Well, Caitlin has had a lot of sleepless nights since my last Geeky Stuff post, in which I terrified her with the prospect of losing control of all of those passwords.  Here are some typical ways of managing the dozens of online accounts that we've accumulated since we started moving our lives online.

  1. Use the same password everywhere.  The advantages of this one are  obvious, but so are the pitfalls.  If your password gets compromised, your whole life is an open book.  And that can happen remarkably easily, via a fake website, or in your local coffee shop.
  2. Use a different password every time, and store them all in a Word document on your laptop.  This has obvious flaws (your whole life is gone if your laptop gets lost or stolen) but I know people who actually do this, believe it or not.
  3. Use Password Safe, (thanks Rupert) or another of the many programs like it. This is handy, and the passwords are stored encrypted on your computer, so if someone steals your laptop they can't access the passwords.  But they're only on that computer, a password you store on your laptop at home isn't available on your PC at work.
  4. Use your browser's 'remember passwords' feature.  This is handy, and as long as you set a 'master password', the passwords are stored encrypted.  But again they're only available in that browser, on that computer.  If only there was some way of sending those encrypted passwords to a central server somewhere, so you could access them from anywhere...
  5. Use LastPass.  I love this thing.  When I create a login on some site, I use it to generate a totally random password that no one could ever guess, like f3OgPkJo.  I could never remember it, but I don't care.  LastPass remembers it.  When I come back to the site, LastPass fills in the login form and logs me in automagically.  And my passwords are stored encrypted on the LastPass servers, so I can get at them from any computer I want to use.  They even have an app for my Android phone, so I've always got my whole keychain with me.  Even Lojo likes it!
There you have it - some unsolicited advice only tangentially related to living in Chile.

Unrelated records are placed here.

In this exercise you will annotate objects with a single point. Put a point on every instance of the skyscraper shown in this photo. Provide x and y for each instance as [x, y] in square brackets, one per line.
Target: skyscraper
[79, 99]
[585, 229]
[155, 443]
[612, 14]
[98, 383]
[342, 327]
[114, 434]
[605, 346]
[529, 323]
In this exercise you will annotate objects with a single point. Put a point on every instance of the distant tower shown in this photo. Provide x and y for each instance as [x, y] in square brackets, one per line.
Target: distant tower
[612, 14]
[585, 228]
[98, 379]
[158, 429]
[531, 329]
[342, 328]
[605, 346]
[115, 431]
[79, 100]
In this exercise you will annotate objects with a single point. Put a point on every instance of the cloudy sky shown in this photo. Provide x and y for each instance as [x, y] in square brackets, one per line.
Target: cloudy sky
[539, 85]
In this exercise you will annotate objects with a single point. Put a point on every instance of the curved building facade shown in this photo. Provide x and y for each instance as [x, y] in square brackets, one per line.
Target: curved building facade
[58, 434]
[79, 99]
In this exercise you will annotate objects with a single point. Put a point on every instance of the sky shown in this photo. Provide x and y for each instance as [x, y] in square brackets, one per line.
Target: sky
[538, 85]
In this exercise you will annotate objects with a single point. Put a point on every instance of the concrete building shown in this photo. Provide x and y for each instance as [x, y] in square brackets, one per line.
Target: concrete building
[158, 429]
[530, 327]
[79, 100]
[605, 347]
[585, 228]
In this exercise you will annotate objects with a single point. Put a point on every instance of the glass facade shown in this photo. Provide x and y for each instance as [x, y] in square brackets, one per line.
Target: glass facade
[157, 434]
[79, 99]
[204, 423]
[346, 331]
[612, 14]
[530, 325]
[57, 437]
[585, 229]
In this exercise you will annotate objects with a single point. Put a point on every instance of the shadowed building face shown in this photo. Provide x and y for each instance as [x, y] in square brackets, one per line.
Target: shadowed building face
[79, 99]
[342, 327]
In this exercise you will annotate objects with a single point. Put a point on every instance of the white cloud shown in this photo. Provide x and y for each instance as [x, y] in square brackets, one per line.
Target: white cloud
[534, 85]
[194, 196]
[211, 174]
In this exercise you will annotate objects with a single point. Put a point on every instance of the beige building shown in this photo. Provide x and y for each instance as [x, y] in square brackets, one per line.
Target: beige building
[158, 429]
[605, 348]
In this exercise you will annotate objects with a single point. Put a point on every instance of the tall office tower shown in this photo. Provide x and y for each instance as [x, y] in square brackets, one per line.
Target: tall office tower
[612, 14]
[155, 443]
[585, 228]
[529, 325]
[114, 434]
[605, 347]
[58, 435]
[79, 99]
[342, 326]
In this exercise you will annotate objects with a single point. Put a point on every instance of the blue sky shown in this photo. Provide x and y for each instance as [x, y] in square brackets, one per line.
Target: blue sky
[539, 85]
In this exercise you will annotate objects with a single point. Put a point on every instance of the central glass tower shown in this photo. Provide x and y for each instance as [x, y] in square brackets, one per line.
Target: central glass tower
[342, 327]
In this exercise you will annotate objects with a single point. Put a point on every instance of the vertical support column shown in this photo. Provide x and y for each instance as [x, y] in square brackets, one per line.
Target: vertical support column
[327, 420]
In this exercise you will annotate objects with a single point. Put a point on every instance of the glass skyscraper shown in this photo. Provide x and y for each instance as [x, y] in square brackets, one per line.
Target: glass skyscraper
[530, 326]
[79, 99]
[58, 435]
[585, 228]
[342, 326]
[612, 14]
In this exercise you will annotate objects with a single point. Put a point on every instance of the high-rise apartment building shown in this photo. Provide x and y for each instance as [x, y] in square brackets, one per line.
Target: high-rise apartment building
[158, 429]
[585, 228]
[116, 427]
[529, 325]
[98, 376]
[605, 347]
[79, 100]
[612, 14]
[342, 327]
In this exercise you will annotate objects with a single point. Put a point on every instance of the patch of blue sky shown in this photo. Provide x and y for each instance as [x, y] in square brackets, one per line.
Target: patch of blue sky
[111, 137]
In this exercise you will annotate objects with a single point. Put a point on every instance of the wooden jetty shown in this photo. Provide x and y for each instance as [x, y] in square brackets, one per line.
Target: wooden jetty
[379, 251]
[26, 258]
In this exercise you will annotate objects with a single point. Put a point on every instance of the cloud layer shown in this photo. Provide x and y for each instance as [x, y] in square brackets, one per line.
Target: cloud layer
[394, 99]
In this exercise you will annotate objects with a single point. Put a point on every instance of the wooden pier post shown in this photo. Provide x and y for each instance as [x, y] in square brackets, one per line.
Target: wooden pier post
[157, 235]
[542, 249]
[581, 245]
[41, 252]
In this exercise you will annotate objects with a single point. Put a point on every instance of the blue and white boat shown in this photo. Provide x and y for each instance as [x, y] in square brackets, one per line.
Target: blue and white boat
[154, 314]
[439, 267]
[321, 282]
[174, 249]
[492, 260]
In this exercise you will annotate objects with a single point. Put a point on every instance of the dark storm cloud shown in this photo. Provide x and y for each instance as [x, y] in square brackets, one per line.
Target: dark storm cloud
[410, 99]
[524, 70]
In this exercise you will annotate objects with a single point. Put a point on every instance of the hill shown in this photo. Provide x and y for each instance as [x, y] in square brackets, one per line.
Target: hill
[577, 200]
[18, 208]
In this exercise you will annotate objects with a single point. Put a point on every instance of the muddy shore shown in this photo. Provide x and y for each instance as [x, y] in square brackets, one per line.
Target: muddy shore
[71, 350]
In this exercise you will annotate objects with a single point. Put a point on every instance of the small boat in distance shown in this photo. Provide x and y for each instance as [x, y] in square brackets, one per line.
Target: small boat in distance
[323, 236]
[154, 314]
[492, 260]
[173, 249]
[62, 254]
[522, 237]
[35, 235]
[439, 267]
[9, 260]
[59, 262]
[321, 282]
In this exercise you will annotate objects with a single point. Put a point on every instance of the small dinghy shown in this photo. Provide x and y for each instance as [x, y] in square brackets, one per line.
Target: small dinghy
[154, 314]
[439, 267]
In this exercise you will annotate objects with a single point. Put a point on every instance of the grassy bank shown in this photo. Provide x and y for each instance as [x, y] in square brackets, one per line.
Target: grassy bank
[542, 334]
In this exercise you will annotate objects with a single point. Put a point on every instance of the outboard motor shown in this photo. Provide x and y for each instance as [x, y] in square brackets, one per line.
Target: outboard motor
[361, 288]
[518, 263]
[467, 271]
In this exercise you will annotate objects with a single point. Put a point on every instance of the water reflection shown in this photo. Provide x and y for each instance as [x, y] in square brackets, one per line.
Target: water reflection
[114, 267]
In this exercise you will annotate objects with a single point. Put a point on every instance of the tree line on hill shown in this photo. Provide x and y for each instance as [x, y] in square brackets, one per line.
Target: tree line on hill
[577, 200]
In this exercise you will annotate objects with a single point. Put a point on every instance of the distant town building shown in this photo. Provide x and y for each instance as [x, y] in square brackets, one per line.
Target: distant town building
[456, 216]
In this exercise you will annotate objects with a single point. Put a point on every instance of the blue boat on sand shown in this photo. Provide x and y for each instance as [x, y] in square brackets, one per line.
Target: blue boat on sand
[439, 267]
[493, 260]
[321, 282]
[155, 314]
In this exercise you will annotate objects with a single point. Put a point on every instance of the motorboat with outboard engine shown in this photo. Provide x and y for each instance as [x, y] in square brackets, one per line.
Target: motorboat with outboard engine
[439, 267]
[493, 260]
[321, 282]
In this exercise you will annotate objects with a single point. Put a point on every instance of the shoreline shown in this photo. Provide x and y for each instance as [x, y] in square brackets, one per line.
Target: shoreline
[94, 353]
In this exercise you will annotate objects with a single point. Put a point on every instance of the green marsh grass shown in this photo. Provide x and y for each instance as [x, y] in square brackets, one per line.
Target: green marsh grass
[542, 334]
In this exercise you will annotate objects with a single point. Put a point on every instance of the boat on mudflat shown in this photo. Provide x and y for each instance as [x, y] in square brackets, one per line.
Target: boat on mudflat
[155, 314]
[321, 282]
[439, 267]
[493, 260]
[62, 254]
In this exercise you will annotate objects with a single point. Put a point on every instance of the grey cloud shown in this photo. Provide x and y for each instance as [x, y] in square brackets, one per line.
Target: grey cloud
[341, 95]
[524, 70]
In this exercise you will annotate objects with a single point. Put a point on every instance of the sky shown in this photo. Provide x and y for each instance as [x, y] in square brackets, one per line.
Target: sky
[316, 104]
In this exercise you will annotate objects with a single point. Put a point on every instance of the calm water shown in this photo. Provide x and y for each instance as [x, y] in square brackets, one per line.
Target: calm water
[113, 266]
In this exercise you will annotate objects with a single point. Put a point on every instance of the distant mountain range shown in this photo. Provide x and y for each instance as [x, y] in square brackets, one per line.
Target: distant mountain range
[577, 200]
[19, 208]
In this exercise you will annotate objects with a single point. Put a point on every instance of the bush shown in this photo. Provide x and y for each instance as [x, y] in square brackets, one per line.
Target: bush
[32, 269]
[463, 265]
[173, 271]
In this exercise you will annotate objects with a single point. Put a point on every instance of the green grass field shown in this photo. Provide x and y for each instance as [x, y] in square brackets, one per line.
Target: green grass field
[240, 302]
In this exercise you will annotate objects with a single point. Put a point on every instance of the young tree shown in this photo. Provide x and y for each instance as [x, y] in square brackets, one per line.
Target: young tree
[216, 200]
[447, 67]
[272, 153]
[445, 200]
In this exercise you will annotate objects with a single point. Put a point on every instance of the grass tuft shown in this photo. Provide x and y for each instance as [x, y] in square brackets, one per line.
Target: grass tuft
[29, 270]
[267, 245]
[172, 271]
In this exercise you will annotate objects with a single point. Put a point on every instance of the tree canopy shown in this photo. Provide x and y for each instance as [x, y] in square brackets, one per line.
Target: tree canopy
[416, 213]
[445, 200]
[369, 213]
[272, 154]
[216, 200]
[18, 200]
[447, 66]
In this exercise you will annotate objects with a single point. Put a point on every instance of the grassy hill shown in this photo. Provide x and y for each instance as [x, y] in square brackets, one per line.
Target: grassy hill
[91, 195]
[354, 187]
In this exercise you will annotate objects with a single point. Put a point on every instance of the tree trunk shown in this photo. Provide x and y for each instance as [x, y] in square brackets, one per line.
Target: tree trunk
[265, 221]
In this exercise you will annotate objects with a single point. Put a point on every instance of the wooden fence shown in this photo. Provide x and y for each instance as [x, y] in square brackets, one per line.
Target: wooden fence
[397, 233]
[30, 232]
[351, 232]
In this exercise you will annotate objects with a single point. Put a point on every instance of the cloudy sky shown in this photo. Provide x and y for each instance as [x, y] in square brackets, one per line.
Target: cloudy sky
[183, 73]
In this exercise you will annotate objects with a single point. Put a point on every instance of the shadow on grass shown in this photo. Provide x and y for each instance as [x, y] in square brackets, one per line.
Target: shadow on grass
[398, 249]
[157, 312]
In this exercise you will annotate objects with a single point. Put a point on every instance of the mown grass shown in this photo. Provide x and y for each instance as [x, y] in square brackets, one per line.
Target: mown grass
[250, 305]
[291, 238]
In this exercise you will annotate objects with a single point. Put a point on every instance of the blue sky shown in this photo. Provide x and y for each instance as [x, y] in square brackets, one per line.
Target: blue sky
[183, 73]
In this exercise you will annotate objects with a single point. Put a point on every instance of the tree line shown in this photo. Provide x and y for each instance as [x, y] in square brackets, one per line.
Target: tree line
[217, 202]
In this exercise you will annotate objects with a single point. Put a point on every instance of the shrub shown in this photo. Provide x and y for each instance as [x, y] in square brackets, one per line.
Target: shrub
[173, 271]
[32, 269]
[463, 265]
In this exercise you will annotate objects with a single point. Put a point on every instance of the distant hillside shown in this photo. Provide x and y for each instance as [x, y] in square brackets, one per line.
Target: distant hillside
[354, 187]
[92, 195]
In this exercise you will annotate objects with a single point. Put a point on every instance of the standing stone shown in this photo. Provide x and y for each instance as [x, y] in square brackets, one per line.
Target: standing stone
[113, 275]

Geeks only:  yes, I know LastPass is not open source, so it can't be publicly audited for security.  Bruce Schneier would not approve.  For now I'm taking the risk...

1 comment:

  1. I'll put my money on you. It's only got to be good enough, right? And, if it's secure enough for you and Lojo likes it, sounds like you've got a winner. Congrats. Can you remote wipe any automatic authentication if your phone were to get stolen? If so, I might even try it, although my trusty Mac has this nice keychain thing built into the OS.